Liu Chuan yang sudah tidak punya harapan lagi, meledakkan semua amarah dan penghinaan yang ia rasakan. Ia melontarkan makian paling keji kepada Feng Xue, membuat dada Feng Xue naik turun dengan hebat karena murka.
Cih!
Saya benar-benar ingin mendaki puncak gunung milik Feng Xue dan menikmatinya dengan puas. Saya menatap tubuh sintal Feng Xue dan hampir meneteskan air liur.
"Selama tidak mematahkan tangan atau kakinya, hajar Liu Chuan sampai mati!"
Dalam amarahnya yang memuncak, suara Feng Xue meninggi, jelas sekali ia terpancing oleh kata-kata Liu Chuan.
"Hehehe!"
"Selama kau tidak mati, saya akan menunggumu."
"Tapi kurasa kau tidak akan bisa bangkit dalam sepuluh hari setengah bulan. Tubuhmu kurus seperti bebek, kurasa kau tidak akan tahan dipukuli beberapa kali saja."

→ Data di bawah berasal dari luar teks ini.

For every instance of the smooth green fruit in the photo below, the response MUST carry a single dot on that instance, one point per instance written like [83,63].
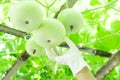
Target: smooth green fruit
[25,15]
[71,19]
[33,48]
[50,33]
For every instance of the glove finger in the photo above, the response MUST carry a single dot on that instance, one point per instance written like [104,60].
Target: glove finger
[61,59]
[50,53]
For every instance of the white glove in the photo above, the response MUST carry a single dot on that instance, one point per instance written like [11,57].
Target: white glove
[72,58]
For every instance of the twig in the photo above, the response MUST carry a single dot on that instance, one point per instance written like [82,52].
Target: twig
[112,62]
[16,66]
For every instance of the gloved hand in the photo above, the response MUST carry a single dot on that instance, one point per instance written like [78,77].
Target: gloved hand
[72,58]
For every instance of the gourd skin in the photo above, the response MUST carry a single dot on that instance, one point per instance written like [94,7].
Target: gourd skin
[71,19]
[50,33]
[33,48]
[25,15]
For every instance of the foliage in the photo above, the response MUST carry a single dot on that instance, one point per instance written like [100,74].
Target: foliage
[101,31]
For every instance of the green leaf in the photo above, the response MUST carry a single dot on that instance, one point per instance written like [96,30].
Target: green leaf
[94,2]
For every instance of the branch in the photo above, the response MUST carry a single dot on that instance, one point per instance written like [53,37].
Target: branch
[89,50]
[12,31]
[16,66]
[113,61]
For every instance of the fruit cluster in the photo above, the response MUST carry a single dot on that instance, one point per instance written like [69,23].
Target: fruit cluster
[46,32]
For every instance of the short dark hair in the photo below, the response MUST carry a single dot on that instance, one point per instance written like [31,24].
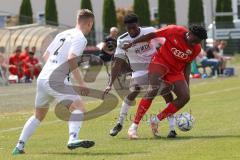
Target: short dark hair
[84,14]
[130,18]
[31,53]
[199,31]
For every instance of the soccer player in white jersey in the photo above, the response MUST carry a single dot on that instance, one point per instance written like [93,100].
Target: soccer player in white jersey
[139,58]
[64,49]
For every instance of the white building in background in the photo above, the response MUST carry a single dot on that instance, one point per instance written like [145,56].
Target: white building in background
[67,9]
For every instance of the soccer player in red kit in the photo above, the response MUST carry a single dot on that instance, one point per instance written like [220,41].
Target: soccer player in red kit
[31,67]
[172,64]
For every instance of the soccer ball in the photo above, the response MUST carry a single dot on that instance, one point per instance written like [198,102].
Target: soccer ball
[185,121]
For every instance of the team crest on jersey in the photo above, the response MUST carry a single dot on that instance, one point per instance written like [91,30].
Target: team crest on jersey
[142,48]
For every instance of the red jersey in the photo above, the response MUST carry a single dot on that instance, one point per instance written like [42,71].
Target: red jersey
[14,59]
[176,52]
[32,61]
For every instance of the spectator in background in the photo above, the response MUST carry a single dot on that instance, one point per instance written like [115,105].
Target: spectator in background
[31,68]
[109,46]
[25,53]
[15,64]
[3,65]
[205,62]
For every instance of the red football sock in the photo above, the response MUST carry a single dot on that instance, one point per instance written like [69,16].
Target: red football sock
[170,110]
[142,109]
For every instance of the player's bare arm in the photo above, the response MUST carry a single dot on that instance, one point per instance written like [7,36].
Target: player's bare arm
[117,65]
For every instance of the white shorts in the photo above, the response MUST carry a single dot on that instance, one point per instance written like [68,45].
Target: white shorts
[45,94]
[142,81]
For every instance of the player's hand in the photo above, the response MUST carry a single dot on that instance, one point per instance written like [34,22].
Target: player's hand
[84,91]
[107,90]
[126,46]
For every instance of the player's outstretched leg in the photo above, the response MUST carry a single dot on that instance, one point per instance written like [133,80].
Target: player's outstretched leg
[172,121]
[28,129]
[181,90]
[144,105]
[74,124]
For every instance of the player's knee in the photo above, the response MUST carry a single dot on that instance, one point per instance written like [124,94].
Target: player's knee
[185,98]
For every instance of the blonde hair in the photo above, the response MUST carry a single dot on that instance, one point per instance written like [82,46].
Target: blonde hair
[84,14]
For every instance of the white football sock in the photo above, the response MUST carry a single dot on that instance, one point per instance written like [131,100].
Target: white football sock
[74,125]
[123,112]
[27,131]
[134,126]
[172,122]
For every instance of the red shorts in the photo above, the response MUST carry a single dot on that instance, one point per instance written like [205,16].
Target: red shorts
[159,66]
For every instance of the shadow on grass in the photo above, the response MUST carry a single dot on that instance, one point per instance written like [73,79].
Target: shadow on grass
[182,137]
[92,153]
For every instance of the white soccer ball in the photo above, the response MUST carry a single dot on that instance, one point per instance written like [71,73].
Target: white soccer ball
[185,121]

Saya menatap Liu Chuan yang diseret pergi, tidak lupa melontarkan ejekan terakhir.
"Ah!"
"Sakit sekali..."
Jeritan Liu Chuan yang memohon ampun terdengar dari halaman, membuat orang-orang di ruang istirahat bergidik ngeri.
"Sudah tidak ada apa-apa lagi, bubarlah. Qian Tong, bersihkan darah di wajahmu itu, jelek sekali dilihat pelanggan."
"Xu Feng, ikut saya."
Feng Xue melangkah keluar dari ruang istirahat setelah mengucapkan kata-kata itu.